Our particular system utilizes a mixture of water and anti-freeze (propylene glycol) as the heat transfer fluid in a closed loop which is recirculated through a series of 16 wells which are 180 feet deep. There, the mixture returns to the 50-55 degree F. temperature of the below frost line ground. For summer cooling, the mixture is merely circulated through the slab. In winter, it is far easier and more efficient to use the geothermal heat pump to heat from this temperature to a comfortable room temperature, than it would be to heat outside air from 40 or more degrees below zero.
The radiant floor heating system is divided into several zones, which can be adjusted independent of each other. This allows for warmer spaces to be created in habited spaces.
Various types of pipes are available specifically for hydronic floor heating and cooling systems and are generally made from polyethylene including PEX.
Hydronic systems can use a single source or combination of energy sources to help manage energy costs. Hydronic system energy source options are boilers or heat pumps. Boilers can be powered by natural gas, coal, oil or waste oil (see https://www.econoheat.com/), electricity, solar thermal, wood or bio-fuels. Heat pumps can be electrical, natural gas, or (as in our case geothermal).
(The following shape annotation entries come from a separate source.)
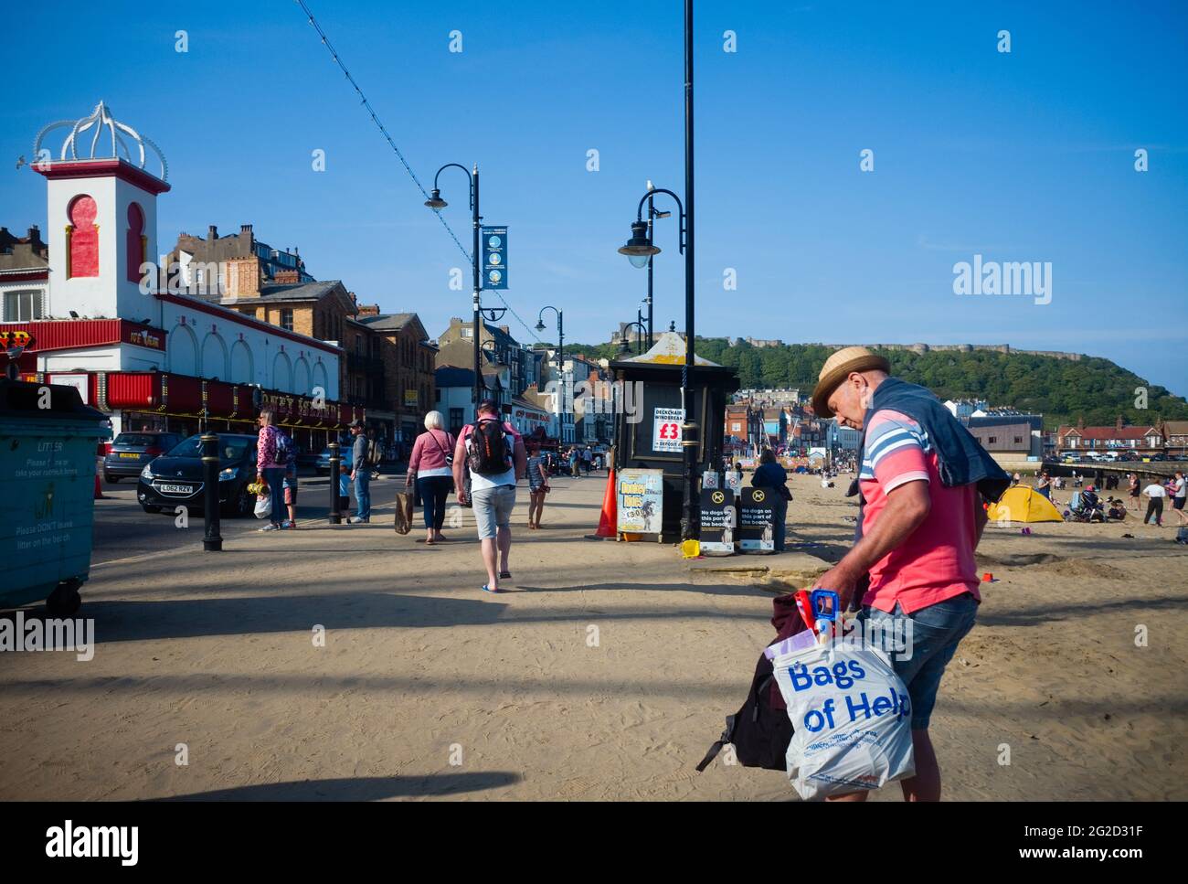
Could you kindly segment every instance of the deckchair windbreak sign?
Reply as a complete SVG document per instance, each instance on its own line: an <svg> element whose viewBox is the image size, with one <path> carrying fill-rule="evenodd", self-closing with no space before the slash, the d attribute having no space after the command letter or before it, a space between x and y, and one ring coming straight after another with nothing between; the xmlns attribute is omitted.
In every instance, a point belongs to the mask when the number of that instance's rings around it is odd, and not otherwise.
<svg viewBox="0 0 1188 884"><path fill-rule="evenodd" d="M683 423L684 409L656 409L656 419L652 421L652 450L680 454Z"/></svg>

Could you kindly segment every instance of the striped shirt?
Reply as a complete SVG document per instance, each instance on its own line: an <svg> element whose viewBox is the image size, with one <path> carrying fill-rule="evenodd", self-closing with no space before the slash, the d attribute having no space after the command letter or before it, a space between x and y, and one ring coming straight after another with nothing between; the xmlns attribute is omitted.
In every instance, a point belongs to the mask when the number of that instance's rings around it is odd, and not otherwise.
<svg viewBox="0 0 1188 884"><path fill-rule="evenodd" d="M886 507L887 494L899 486L928 482L931 500L920 526L871 568L864 605L891 612L898 604L910 614L966 592L980 600L974 560L977 486L943 486L936 450L918 423L886 409L872 415L858 479L866 500L864 536Z"/></svg>

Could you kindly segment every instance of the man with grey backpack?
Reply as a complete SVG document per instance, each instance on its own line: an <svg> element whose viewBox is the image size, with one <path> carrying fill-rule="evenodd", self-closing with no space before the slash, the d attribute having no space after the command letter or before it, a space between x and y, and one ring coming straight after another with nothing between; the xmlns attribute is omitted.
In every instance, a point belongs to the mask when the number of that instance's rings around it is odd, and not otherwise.
<svg viewBox="0 0 1188 884"><path fill-rule="evenodd" d="M462 428L454 448L454 487L457 501L467 503L463 469L470 478L470 504L482 544L487 582L482 589L499 592L500 580L511 580L507 556L512 547L511 518L516 506L516 482L527 471L524 440L516 428L499 418L491 399L479 403L479 417ZM497 567L498 566L498 567Z"/></svg>

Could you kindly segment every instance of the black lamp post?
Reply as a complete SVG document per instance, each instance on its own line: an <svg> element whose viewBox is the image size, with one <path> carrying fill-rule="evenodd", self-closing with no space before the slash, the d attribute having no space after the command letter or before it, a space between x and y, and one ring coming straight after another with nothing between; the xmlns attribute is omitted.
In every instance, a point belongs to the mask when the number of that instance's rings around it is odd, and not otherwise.
<svg viewBox="0 0 1188 884"><path fill-rule="evenodd" d="M652 189L652 183L651 182L647 182L647 189L649 190ZM658 219L658 217L668 217L671 214L672 214L671 211L659 211L659 210L657 210L656 206L653 204L652 198L649 197L649 200L647 200L647 244L649 245L651 245L652 241L653 241L652 240L652 222L656 219ZM652 339L652 258L655 255L647 255L647 301L645 302L647 304L647 349L651 349L652 345L656 342Z"/></svg>
<svg viewBox="0 0 1188 884"><path fill-rule="evenodd" d="M693 261L693 0L684 0L684 207L681 210L681 235L682 250L684 252L684 368L681 372L681 398L683 400L684 427L682 427L681 444L684 447L684 512L682 518L682 538L696 538L701 535L701 504L694 494L696 488L696 429L694 423L694 399L691 394L691 383L694 372L694 261ZM671 191L650 190L644 198L652 194L669 192L672 198L676 194ZM677 206L681 201L677 200ZM643 223L643 201L639 203L639 211L636 213L636 223L631 226L631 240L620 254L631 259L637 267L646 266L637 263L638 258L650 260L651 255L658 254L659 250L651 242L647 235L647 225ZM637 226L639 239L644 242L637 244ZM633 250L633 245L636 248ZM639 246L646 248L640 252Z"/></svg>
<svg viewBox="0 0 1188 884"><path fill-rule="evenodd" d="M469 171L465 165L459 163L447 163L441 169L437 170L437 175L434 176L434 190L428 200L425 200L425 206L428 206L434 211L441 211L447 206L448 202L442 200L442 191L437 188L437 179L441 173L449 168L461 169L466 172L466 177L470 182L470 219L474 225L474 236L470 245L470 271L474 279L474 326L472 334L474 335L474 408L475 417L478 417L479 403L482 402L482 361L479 354L479 347L481 346L481 317L487 316L492 322L498 321L504 315L504 309L488 308L482 309L480 292L482 291L482 273L479 270L480 251L479 251L479 233L480 222L482 216L479 214L479 164L474 164L474 171Z"/></svg>
<svg viewBox="0 0 1188 884"><path fill-rule="evenodd" d="M560 442L564 442L565 438L565 415L568 409L565 408L565 323L564 314L551 304L541 308L541 312L536 317L536 330L544 332L544 311L552 310L557 314L557 380L560 386L557 387L557 419L561 424L557 430L561 434Z"/></svg>
<svg viewBox="0 0 1188 884"><path fill-rule="evenodd" d="M689 29L693 25L691 19L691 0L685 5L685 27ZM691 125L693 125L693 91L691 91L691 52L693 48L689 44L689 33L685 32L685 187L690 188L693 184L693 176L689 170L691 169L693 158L693 140L691 140ZM650 236L647 223L644 221L644 203L651 204L652 200L658 194L668 194L676 201L678 209L678 251L684 254L684 326L685 326L685 341L684 341L684 366L681 370L681 405L684 409L684 424L681 427L681 446L684 454L684 480L683 480L683 494L684 501L682 505L682 518L681 518L681 536L682 539L696 538L701 533L701 503L695 494L697 487L696 482L696 430L697 424L694 421L695 417L695 400L693 396L693 365L694 365L694 346L693 346L693 302L694 302L694 272L693 272L693 215L688 210L689 207L682 204L681 197L674 194L671 190L665 190L664 188L652 188L639 200L639 206L636 209L636 220L631 225L631 239L627 244L619 250L619 254L627 257L633 267L644 269L649 266L653 255L661 253L659 246L652 242ZM628 326L630 328L630 326Z"/></svg>

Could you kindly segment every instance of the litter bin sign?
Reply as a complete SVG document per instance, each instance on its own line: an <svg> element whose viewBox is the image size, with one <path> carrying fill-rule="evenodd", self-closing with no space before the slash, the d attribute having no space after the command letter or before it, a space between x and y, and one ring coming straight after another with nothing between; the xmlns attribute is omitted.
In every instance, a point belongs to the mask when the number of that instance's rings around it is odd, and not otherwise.
<svg viewBox="0 0 1188 884"><path fill-rule="evenodd" d="M42 599L53 615L78 608L106 419L74 387L0 381L0 608Z"/></svg>

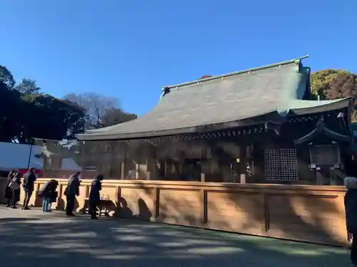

Under floor heating influences the radiant exchange by thermally conditioning the interior surfaces with low temperature long wave radiation. The heating of the surfaces suppresses body heat loss resulting in a perception of heating comfort. This general sensation of comfort is further enhanced through conduction (feet on floor) and through convection by the surface’s influence on air density. Under floor cooling works by absorbing both short wave and long wave radiation resulting in cool interior surfaces. These cool surfaces encourage the loss of body heat resulting in a perception of cooling comfort.
From a personal standpoint, the radiant floor heating and cooling in this building “just feels good” all the time. Despite at least two zones having no floor covering over the concrete, even at 40 below zero the rooms always feel warm in the winter and cool in the summer.
Under floor heating can have a positive effect on the quality of indoor air by facilitating the choice of otherwise perceived cold flooring materials such as tile, slate, terrazzo and concrete. These masonry surfaces typically have very low VOC emissions (volatile organic compounds) in comparison to other flooring options. In conjunction with moisture control, floor heating also establishes temperature conditions which are less favorable in supporting mold, bacteria and dust mites. There is recognition from the medical community relating to the benefits of floor heating especially as it relates to allergens.
Having sufficient insulation beneath the concrete floor, as well as at the perimeter of the slab is essential for ultimate system performance (R-10 expanded polystyrene (EPS) rigid insulation boards). The prediction was it would take about 48 hours to get the system up to a comfortable room temperature; however we found it to take only about eight hours.
The beauty of this system is, we can open one of the large overhead doors when it is far below zero outside….and after closing the door, the area is back to a comfortable temperature nearly immediately! And talk about HVAC efficiency. Our heating/cooling bills are amazingly low to where I can definitely vouch for the installer’s prediction of “paying for itself” is not an idle claim.